Re: Er.... for Sendmail users......enough

From: Christopher E. Brown <cbrown@woods.net>
Date: Thu Sep 07 2006 - 03:20:41 AKDT

On Thu, 31 Aug 2006, Matthew Schumacher wrote:

> Christopher E. Brown wrote:
> > Pairs of Cyrus servers acting as hot and standby for a shared SCSI or
> > iSCSI target. Each server pair handles a subset of the users. Proxy
> > redirectors send the user session to the correct back end server. If a
> > server fails that subset of users is offline till the standby takes over.
> > OR
> > NetApp/other based NFS shares, with a hashed maildir directory tree. The
> > tree can be on one netapp, or spread across multiple units for performance
> > reasons (already assuming netapp == netapp cluster with FC-AL takeover).
> > Since true maildir is lockless and multi-access/NFS safe you can
> > have 10 - 20 Courier servers, all mounting the tree, and any system is
> > able to handle any account. No proxy-redirection required. Same applies
> > on the delivery side, any SMTP host can deliver to any account.
>
> This is an excellent point and something to consider depending on your
> availability and performance requirements. From one perspective the
> lockless nature of maildir/courier really makes clustering simple, but I
> doubt it will be as fast at some operations (not even a netapp can
> open/parse/close 4700 files in .050 seconds), and you still depend on a
> single file system.

Horazontal scaling the whole way. A properly done dir structure (and when
your are doing virtual service, the location of a users box is entirely up
to you) can easily be spread across multiple storage systems (read
multiple Netapp clusters).
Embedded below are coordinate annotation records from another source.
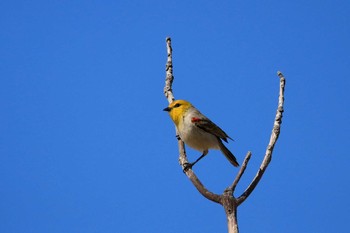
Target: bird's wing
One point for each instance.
(210, 127)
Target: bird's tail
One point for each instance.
(230, 157)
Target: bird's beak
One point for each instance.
(167, 109)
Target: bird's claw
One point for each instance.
(187, 166)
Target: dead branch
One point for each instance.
(227, 199)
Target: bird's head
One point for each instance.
(177, 109)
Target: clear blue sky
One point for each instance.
(86, 147)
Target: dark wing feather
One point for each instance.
(210, 127)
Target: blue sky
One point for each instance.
(86, 147)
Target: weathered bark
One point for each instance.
(226, 199)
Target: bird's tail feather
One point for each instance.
(230, 157)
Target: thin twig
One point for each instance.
(274, 136)
(168, 92)
(241, 172)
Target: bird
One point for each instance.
(198, 131)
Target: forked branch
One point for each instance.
(227, 199)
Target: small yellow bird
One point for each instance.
(197, 131)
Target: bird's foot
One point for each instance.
(187, 166)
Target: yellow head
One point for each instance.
(177, 109)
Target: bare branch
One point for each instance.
(232, 187)
(168, 92)
(274, 136)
And of course you can always spread to
multiple clusters, though this requires domain seperation or POP/IMAP
multiplexors.

And actually even older netapps will easily support 10,000+ fileops/sec.
You are right that one server via NFS cannot though.

> Cyrus has murder which an IMAP/POP3 aggregator. This allows you to have
> a cluster of servers and split up the mailboxes between them, but that
> doesn't buy you any fault tolerance. To solve that problem, the new
> version of Cyrus now supports replication so you can have your mail
> sync'd to a hot standby in (near) realtime, but this solution is much
> more complex than the courier setup mentioned above.

Yep, I love having 8, 16, 32, etc identical systems (running the exact
same config files for the mail software). It really beats multiple
configs and multiplexing when it comes time to scale or rebuild systems.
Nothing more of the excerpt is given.